3. Conflicting or adjacent figures in public discourse
Some outlets and commentators have described ICE budgets in larger terms or referenced different baselines—such as near‑$10 billion “base” figures or multi‑year windfalls tied to later legislation—often when discussing 2024–2026 budget developments or supplemental packages, not the enacted FY2023 appropriation [4] [5]. Analyses of later 2025 legislation and large multi‑year packages produced headlines about massive increases that can create confusion if readers conflate those later, multi‑year or supplemental sums with the FY2023 appropriation [4] [6] [7].

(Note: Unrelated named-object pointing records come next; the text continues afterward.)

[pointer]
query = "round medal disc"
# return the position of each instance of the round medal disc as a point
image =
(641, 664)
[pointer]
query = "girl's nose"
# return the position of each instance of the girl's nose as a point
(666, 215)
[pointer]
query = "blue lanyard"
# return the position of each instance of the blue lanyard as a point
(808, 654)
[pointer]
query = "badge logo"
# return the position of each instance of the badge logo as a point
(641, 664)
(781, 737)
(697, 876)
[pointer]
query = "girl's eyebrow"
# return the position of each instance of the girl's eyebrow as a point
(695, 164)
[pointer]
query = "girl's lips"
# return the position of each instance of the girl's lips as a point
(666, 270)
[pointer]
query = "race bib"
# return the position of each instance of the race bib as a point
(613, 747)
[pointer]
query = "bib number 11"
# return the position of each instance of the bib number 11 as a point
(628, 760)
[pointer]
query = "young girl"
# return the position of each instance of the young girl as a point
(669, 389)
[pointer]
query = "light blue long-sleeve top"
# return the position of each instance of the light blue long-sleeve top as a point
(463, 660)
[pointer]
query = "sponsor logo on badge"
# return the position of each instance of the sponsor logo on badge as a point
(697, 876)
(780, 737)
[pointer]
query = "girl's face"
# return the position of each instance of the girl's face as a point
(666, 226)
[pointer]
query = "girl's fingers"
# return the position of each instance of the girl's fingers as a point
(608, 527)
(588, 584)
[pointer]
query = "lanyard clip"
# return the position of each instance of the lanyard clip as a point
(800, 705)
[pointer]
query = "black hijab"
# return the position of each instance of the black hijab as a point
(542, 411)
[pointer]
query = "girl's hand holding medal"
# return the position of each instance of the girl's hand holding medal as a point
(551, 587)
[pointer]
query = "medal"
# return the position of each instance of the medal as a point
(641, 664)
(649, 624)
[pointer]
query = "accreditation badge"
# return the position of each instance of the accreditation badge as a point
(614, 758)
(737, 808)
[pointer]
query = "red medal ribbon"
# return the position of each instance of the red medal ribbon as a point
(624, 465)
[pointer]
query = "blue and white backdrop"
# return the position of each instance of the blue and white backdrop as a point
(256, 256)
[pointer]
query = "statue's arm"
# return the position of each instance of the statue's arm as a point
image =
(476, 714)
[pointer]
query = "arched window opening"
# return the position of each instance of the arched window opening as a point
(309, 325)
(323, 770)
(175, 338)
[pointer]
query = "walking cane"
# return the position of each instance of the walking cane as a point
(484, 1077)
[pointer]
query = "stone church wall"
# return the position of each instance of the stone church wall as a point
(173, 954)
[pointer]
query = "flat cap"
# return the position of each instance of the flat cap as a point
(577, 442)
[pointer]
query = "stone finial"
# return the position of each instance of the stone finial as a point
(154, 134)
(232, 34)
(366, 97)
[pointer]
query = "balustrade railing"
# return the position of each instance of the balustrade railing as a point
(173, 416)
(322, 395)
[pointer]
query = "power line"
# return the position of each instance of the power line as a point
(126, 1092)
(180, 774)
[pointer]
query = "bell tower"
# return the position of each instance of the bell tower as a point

4. Why precision matters: appropriation vs. obligations vs. available funds
Budget documents distinguish between amounts appropriated in a fiscal year, supplemental allocations, and funds that agencies may obligate over multiple years; oversight work by GAO notes that ICE’s budget execution and projections sometimes blur those lines and that shifting funds across DHS components or within ICE complicates tracking actual spending versus appropriated amounts [2]. Consequently, saying “ICE had $8.5 billion in 2023” is accurate for the FY2023 appropriation recorded by DHS, while acknowledging supplemental inflows and program allocations provides necessary context [1] [2].
5. Bottom line and caveats
The most reliable, contemporaneous official figure for ICE’s FY2023 appropriation is $8.5 billion, with staffing levels and program breakdowns published in DHS’s FY2023 ICE budget materials [1]. Supplemental payments across multiple years and program line items—documented by GAO and ICE’s reporting—mean the agency operated with additional directed funds and internal allocations that affect spending capacity, but those do not change the FY2023 baseline appropriation of $8.5 billion reported by DHS [2] [3]. Where reporting diverges—using roundups, later legislative windfalls, or multi‑year totals—readers should check whether sources are discussing the FY2023 regular appropriation, supplemental funds, or subsequent multi‑year packages [4] [6].